Tuesday, 8 September 2009

Nectar for the Butterfly

It has been a beautiful September day today - sunshine, warm air and a lovely breeze - good gardening weather. I started the day with a walk down the lane to the postbox and back, which woke me up nicely...birdsong, a peaceful start to the day.

I was about to start tidying one of the borders by the circles when I noticed the Sedum Spectabile 'Brilliant' covered in bees, wasps and butterflies all savouring the nectar.
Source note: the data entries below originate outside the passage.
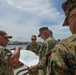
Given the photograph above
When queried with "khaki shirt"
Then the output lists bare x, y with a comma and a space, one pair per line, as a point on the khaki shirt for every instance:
63, 58
48, 44
5, 66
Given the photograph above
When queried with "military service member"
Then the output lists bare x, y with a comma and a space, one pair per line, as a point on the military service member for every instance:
48, 44
63, 57
7, 59
33, 46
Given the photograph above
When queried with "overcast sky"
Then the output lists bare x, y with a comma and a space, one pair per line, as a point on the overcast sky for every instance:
22, 18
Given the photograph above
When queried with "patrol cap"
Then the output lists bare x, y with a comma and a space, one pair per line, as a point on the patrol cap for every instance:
67, 7
3, 33
42, 29
33, 37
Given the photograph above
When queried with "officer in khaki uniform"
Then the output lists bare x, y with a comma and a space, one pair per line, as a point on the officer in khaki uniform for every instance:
33, 46
48, 44
63, 56
7, 59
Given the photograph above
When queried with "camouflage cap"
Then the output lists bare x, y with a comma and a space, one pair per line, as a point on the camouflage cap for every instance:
42, 29
3, 33
68, 6
33, 37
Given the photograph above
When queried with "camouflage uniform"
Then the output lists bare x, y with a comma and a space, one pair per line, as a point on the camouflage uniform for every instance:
5, 67
63, 58
34, 48
48, 44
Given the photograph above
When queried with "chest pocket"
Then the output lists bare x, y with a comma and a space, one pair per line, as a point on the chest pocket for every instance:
70, 57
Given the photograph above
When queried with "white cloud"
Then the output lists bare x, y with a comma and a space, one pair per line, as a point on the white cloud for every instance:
22, 18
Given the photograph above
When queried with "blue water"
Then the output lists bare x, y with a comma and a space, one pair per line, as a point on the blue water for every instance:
12, 46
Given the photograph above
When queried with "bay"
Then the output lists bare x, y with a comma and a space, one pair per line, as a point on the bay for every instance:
12, 46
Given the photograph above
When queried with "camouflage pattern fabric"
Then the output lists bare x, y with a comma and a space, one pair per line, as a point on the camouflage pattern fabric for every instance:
63, 58
34, 48
48, 44
5, 67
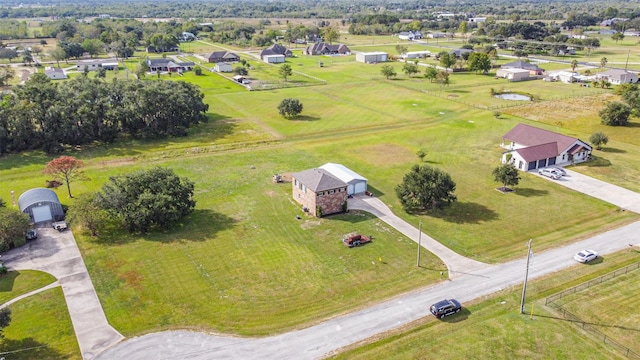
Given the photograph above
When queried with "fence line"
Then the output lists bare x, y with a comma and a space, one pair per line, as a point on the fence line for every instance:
550, 301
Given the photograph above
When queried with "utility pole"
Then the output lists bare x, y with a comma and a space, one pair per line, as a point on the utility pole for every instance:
627, 63
526, 275
419, 242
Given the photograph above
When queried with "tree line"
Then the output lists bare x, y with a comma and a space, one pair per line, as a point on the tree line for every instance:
42, 115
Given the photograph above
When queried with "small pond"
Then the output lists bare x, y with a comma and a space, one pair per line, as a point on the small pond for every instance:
511, 96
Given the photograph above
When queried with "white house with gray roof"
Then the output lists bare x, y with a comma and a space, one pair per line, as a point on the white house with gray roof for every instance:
319, 192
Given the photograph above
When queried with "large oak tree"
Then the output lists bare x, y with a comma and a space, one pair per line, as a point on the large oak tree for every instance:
426, 188
147, 199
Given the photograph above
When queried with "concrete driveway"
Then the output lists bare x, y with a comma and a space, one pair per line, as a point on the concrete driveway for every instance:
456, 263
621, 197
57, 254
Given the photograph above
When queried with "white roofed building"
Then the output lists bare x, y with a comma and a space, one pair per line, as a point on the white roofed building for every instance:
356, 184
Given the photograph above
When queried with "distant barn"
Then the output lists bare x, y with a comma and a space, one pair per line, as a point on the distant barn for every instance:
41, 205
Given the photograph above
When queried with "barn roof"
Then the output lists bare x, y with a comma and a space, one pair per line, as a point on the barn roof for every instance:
318, 180
342, 172
35, 196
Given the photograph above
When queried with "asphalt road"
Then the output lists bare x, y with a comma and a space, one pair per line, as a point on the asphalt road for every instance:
322, 339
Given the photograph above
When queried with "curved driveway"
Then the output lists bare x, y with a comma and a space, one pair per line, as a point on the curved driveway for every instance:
57, 254
472, 280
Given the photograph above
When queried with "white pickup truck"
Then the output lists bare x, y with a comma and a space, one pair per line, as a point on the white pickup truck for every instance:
60, 226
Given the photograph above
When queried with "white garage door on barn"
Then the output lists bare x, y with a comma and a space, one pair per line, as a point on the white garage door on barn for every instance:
356, 184
41, 213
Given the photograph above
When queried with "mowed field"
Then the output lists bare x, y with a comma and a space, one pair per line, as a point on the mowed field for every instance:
243, 264
611, 307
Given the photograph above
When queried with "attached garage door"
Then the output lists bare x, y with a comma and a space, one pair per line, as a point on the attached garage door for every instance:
41, 213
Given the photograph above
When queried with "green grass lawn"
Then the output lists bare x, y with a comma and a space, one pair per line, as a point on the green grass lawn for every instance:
243, 264
493, 328
40, 328
619, 297
16, 283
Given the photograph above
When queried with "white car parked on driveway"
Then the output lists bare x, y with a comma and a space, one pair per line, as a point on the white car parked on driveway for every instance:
558, 170
549, 173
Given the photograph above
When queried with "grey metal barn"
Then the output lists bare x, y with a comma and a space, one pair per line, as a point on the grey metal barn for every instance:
41, 204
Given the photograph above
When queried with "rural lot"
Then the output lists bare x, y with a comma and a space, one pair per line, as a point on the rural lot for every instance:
249, 262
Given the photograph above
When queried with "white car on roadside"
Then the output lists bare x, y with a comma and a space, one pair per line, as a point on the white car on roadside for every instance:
585, 256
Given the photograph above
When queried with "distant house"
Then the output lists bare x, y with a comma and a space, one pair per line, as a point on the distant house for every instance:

So I had to get my camera and try and capture the moment and postpone the gardening. The butterfly in the photograph is a Red Admiral, quite common by all accounts, but nontheless beautiful. The second butterfly was a Comma,smaller than the Red Admiral and less flashy - there must have been at least five or six of these on the plant.

Later in the day I saw more clusters of butterflies on the Verbena Bonariensis, this time they were n
either Red Admirals nor Commas but Painted Ladies.

In the evening light a fourth type of butterfly was spotted. Smaller than the others and with distinctive pale bluespots along the lower edges of its wings - a Small Tortoiseshell.

I have planted lots of nectar-rich plants in our garden in the hope of attracting as many insects, butterflies and birds as possible, so I am very happy to see these varieties of butterfly in the garden.

The search to identify these butterflies led me to a very helpful website - www.ukbutterflies.co.uk - and one I'll be using more often. It has even helped me to identify the type of Cabbage White that is devastating my broccoli for the second year running - so not all butterflies are welcome here!

1 comment:

Debbie/GardenofPossibilities said...

Susan, Like you, I try to take as many photos of the butterflies that visit my garden and then document the ones I see. I have a great book of butterflies common to CT but it can still be difficult to tell some of the apart. Once you start paying attention it's amazing how many different butterflies you see.